Program Analysis

Module aims

The course provides an introduction to the areas of classical and probabilistic program analysis.

Starting from methods used in compiler optimisation (Live Variable, etc.) we introduce lattice based approaches to Data-flow Analysis (Monotone Frameworks) and Control-flow Analysis before we discuss the general, semantics based framework of Abstract Interpretation.

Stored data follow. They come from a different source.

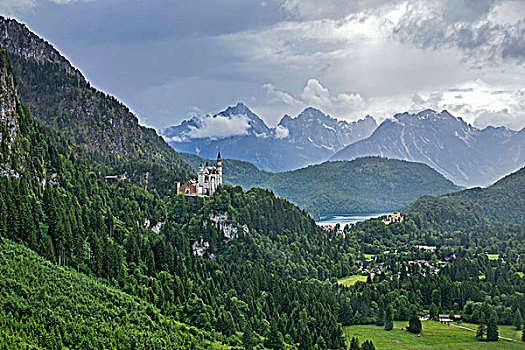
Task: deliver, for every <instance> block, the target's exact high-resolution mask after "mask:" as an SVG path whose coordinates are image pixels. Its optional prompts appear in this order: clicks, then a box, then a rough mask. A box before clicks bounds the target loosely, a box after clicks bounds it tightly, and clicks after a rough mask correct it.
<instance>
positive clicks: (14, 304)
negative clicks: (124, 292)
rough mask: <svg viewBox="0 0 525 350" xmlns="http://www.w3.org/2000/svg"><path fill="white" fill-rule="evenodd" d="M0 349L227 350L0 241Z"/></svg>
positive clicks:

Considering quantitative properties of (probabilistic) programs we then discuss how to extend classical program analysis to this setting. This leads to a framework of Probabilistic Abstract Interpretation which is based to an appropriate formal semantics.

Learning outcomes

Upon successful completion of this module you will be able to:

  • design classical program analysis, such as data-flow and control-flow, for classical and probabilistic programs
  • solve the equations and constraints resulting from program analysis
  • reason informally about the complexity of constraint solving algorithms
  • specify formally the classical and probabilistic properties of programs based on their semantics
  • reason about the correctness of a given program analysis on the basis of the semantics of the program   

Module syllabus

  • Static Program Analysis
  • Operational Semantics and Traces
  • Dataflow Analysis (for imperative programs)
  • Program Properties (Lattices)
  • Monotone Frameworks
  • Control Flow Analysis (for functional programs)
  • Abstract Interpretation (Galois Connections)
  • Compositional Probabilistic Models (Tensor Product)
  • Order Reduction and Simplification
  • Probabilistic Abstract Interpretation (Moore-Penrose, Pseudo-Inverse)
  • Applications: Probabilistic Dataflow Analysis, Bisimulation, etc.
  • Optional: Relation to machine learning (Least Square Approximation)
  • Optional: Construction of Optimal Abstractions

Teaching methods

The material will be taught through traditional lectures, exercises in class, backed up by unassessed, formative, exercises designed to reinforce the taught material.   


There will be two tests in class that contribute 20% of the mark for the module. There will be a final written exam, which counts for the remaining 80% of the marks.

Written feedback will be given on the tests and exam. This will be returned within two weeks after the tests.